I highly doubt there are many agency owners out there that are truly happy with the size of their pipeline. Sure, there may be periods where you have to slow down new client onboardings to cope with capacity, but without new business there is no business.


The challenge I see with many agencies that I speak to now is that the founding team are incredible at the service that their agency provides. They usually have a strong network of former colleagues and clients that become the early clients for the agency. But eventually that little black book dries up and they have to bring in 'sales people'.


I'd take a guess that if you plucked out 50 sales people from marketing agencies, every one of them would have a slightly different remit.


Sales people aren't cheap, and it's natural for a founder to want to see a quick ROI. So often the brief that the sales person is given is to go hunting for leads on Linkedin. I think we all know that this happens, because we all get those inMails every week. Some are inventive at least and some are as simple as 'do you need a new website'.


Purely due to volume, this strategy will probably bring in a few new opportunities in the short term. But there is absolutely no long term benefit.
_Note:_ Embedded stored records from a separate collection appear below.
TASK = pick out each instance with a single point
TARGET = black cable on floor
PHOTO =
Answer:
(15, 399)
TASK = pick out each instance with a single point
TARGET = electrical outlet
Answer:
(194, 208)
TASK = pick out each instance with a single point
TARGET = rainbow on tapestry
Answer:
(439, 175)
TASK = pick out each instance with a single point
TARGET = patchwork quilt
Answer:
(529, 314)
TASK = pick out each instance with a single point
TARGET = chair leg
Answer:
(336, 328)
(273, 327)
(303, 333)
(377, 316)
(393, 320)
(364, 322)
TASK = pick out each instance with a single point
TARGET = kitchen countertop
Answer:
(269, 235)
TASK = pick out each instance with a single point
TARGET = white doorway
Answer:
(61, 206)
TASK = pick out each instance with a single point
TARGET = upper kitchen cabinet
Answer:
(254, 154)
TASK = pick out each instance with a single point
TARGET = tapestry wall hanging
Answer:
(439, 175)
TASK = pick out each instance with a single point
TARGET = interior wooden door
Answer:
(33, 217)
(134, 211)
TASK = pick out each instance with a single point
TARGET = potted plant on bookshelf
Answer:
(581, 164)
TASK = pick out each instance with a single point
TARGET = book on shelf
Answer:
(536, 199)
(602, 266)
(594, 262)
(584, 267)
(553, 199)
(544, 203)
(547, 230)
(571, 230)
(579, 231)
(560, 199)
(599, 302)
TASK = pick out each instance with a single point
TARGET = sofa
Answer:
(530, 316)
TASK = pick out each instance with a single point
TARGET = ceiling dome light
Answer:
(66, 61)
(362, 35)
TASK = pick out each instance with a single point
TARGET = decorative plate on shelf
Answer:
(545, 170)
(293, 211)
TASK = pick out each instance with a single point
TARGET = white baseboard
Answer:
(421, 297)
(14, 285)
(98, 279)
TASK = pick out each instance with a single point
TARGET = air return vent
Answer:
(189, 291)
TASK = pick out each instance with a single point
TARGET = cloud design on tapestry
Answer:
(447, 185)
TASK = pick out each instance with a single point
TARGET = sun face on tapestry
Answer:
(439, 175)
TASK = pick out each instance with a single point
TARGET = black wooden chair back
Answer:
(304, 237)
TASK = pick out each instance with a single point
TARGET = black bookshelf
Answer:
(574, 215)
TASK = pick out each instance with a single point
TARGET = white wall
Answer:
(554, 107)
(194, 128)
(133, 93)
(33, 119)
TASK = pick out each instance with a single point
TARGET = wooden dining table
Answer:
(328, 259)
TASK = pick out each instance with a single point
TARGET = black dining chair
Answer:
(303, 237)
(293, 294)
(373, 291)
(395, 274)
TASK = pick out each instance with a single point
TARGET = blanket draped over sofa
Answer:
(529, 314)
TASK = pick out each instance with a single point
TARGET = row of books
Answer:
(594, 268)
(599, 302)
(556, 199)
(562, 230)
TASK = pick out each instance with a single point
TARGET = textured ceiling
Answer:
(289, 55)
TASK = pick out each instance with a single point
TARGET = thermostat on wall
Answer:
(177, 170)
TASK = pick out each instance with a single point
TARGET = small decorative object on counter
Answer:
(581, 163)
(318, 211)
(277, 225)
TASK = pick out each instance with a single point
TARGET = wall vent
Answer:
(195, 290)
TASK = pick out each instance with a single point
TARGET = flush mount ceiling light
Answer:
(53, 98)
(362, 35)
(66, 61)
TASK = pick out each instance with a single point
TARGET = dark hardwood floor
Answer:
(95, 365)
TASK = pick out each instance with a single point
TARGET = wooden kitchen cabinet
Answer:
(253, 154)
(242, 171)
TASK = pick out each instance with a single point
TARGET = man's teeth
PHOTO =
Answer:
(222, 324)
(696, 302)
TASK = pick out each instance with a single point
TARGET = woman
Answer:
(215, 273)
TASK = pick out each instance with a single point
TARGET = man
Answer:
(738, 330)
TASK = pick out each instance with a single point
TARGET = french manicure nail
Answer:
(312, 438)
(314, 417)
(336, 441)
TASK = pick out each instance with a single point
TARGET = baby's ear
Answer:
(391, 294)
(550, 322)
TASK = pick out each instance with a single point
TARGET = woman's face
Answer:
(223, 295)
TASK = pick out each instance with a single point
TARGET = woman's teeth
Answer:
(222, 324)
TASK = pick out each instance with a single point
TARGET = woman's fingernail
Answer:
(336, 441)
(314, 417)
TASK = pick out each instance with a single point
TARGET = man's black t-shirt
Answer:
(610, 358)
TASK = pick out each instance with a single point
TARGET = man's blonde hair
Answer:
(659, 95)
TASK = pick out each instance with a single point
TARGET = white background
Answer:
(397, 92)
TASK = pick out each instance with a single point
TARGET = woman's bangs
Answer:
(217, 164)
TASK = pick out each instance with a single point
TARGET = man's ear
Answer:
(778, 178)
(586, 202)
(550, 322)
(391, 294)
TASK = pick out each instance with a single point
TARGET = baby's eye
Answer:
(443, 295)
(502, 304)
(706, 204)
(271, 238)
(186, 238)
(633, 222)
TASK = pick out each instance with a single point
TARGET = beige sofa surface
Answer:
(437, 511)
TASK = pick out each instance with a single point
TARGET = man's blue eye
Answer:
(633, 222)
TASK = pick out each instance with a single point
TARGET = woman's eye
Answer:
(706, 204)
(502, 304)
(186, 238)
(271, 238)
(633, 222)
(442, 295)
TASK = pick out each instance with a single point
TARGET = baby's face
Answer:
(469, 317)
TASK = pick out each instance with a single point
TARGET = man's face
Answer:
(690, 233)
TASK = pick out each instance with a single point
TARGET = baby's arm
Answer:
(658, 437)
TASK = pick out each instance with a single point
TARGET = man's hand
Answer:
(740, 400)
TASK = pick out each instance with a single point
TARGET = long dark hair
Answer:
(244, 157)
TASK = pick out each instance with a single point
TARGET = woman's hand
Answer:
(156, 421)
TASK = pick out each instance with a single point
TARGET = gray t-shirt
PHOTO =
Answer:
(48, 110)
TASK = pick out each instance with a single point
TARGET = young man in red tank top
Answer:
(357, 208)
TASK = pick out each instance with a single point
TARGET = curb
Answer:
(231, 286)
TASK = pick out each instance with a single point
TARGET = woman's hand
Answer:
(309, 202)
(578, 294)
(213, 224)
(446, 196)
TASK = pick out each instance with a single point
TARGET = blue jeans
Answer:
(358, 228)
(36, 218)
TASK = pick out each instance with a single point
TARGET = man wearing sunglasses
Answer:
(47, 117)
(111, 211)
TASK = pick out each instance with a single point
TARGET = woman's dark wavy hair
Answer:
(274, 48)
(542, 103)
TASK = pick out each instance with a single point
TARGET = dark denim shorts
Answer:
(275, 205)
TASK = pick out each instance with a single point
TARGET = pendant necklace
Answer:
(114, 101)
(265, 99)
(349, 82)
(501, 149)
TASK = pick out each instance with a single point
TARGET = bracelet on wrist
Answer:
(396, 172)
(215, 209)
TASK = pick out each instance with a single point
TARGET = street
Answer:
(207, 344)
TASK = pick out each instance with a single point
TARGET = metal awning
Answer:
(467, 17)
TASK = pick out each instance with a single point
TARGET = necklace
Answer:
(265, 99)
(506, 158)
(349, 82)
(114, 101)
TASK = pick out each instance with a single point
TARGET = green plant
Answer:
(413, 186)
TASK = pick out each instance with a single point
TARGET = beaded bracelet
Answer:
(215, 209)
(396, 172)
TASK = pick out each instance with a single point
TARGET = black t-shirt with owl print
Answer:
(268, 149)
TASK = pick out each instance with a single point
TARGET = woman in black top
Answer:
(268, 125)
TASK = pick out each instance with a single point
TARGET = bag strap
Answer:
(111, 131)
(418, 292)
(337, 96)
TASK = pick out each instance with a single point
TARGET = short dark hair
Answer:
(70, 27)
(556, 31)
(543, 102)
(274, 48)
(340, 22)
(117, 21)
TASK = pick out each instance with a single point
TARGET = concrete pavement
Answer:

Eventually either you'll get rid of that sales person, or they will leave for another job. And then you're back to square one with the next person.


Molzi had many sales people before we learned a better way.

Do you have a sales or a product problem?


No one likes being sold to. In fact, as soon as someone senses they are being sold to, the likelihood of them buying decreases. So we shifted our strategy to problem solving rather than selling.


At this stage we had hired a few senior people from Amazon and when they joined they had catch up calls with some of their network. These calls couldn't be further from a sales pitch. Just a catch up, asking what issues they have and suggesting ideas to fix them. We noticed that these people that weren't selling were bringing in a lot more new business than the people that were.


So we paused any outbound. We focussed on hiring problem solvers rather than sales people.


Our product offering was full-service Amazon marketing support. Ads, SEO, graphic design, data analytics. But we were one of many agencies offering these services, and most brands were getting pitched at by all of them. But we started seeing common themes in the problems that potential clients were having, so we created specific service offerings to service them. Amazon was already niche. And CPG brands were a niche within that niche. And we created service offerings that worked on a niche within that niche niche.


A niche niche niche was born.


So, armed with these very specific problems that we knew everybody had, we restarted our outbound campaign, but only selling this niche niche niche. Even though it wasn't really what we wanted to do for the client, or where we made our money. But we almost never got a no. Because we were solving a problem we knew these people had.


We quickly opened up huge new clients. Some of them even paid us with their credit card in order to bypass the procurement process initially. And then our biggest growth strategy became finding more of these niche niche niche products that we could use to expand the business with these large clients.


After a year or two, we started to upsell our standard product offerings. Usually without need for a long RFP process.


We solved our sales problem by solving other peoples Amazon problems.